- Ubuntu 16.04 x64
- Python 3.5
- Tensorflow 1.1
It is a handwriting digits sequence recognition system. The datasets are digit sequences and labels which are based on MNIST datasets, and you can set the length of the training and testing sequence data by giving N_DIGITS_TR and N_DIGITS_TE the specific values in handwrittenSequenceCTC.py.
The CNN is used to extract high level features of the datasets, and LSTM is used to build the sequence to sequence model, and CTC is used as the loss function.

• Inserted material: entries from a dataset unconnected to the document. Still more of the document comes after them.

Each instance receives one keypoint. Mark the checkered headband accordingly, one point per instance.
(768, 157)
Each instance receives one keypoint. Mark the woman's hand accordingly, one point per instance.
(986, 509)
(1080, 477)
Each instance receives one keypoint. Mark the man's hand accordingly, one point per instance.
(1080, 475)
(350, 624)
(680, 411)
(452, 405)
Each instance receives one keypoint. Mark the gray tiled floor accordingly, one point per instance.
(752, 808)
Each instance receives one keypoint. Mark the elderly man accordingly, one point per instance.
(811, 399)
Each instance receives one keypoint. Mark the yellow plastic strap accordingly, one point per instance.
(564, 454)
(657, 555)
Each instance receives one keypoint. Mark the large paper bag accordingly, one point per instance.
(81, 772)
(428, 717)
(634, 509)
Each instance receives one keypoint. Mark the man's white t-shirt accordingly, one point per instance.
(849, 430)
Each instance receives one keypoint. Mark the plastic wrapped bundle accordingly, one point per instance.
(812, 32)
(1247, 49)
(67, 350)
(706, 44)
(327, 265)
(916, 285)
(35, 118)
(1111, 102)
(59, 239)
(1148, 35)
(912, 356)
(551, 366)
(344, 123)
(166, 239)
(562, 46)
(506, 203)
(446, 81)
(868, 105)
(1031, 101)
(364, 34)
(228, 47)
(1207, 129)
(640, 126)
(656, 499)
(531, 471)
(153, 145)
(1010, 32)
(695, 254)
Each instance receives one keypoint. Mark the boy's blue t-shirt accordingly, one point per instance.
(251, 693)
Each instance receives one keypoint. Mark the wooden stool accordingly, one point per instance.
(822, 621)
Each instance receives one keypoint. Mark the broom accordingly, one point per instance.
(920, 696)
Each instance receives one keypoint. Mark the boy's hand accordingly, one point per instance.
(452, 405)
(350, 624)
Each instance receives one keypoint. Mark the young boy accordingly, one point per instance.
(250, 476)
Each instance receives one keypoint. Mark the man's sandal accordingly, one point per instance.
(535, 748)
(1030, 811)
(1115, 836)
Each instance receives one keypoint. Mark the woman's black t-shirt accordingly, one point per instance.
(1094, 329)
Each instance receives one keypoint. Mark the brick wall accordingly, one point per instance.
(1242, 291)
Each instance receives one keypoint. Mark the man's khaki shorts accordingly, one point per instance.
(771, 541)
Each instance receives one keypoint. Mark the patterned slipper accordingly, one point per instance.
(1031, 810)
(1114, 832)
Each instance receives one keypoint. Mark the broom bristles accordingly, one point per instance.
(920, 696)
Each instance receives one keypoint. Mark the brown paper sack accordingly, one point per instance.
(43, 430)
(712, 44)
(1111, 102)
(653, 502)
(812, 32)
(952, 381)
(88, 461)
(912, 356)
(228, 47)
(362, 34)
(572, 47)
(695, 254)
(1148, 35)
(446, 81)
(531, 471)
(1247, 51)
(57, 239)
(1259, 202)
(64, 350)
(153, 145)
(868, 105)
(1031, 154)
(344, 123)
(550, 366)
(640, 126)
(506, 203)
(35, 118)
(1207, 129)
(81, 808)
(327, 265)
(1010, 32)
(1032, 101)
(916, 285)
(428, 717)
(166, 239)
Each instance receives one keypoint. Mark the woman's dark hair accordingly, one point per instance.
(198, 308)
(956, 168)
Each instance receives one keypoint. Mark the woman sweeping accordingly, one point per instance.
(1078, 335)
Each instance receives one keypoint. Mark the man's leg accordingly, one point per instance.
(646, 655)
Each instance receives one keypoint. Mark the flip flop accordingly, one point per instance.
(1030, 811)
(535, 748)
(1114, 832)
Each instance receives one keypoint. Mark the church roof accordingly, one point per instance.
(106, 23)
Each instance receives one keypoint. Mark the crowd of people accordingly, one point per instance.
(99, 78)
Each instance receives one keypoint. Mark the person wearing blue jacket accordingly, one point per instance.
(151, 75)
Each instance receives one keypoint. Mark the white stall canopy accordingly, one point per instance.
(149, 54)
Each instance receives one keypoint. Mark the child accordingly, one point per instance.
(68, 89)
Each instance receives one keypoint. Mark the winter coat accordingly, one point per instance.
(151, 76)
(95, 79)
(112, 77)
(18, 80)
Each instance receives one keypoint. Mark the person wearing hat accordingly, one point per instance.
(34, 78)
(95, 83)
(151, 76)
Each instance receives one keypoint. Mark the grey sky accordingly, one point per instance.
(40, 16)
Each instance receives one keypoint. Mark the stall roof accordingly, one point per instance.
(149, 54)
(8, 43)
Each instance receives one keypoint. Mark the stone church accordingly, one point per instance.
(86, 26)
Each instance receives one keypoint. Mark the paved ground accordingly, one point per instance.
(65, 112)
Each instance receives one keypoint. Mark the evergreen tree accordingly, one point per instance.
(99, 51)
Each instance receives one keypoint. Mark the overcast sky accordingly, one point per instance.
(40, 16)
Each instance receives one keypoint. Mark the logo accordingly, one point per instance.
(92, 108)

In the train() function of Class SeqLearn, test_flag can be set True to show the label error rate of test datasets, and visual_flag can be set True to visualize the prediction result before CTC. Both of the flags are set True by default.
Note: When the visual_flag is to be set True, do remember to create a folder named visTest, where you can find the saved images for visualization in.
decodedRes:
[]
decoded without merge:
[]
decodedRes:
[[7 0 0 0]
[9 0 0 0]
[0 6 9 0]
[9 7 4 0]]
decoded without merge:
[[7 7 7 0 0 0 0]
[9 9 9 0 0 0 0]
[0 6 6 6 9 0 0]
[9 7 7 7 4 0 0]]
decodedRes:
[[7 2 1 0 4]
[1 4 9 8 9]
[0 6 9 0 1]
[5 9 7 3 4]]
decoded without merge:
[[7 7 2 2 1 1 0 0 4 4 4 0]
[1 1 1 4 9 8 9 9 0 0 0 0]
[0 0 6 6 9 9 0 0 0 1 1 1]
[5 9 7 7 7 3 3 4 4 0 0 0]]
After 400 epochs, the label error rate of test datasets has decreased to 0.048, the prediction accuracy has reached to 95.3%.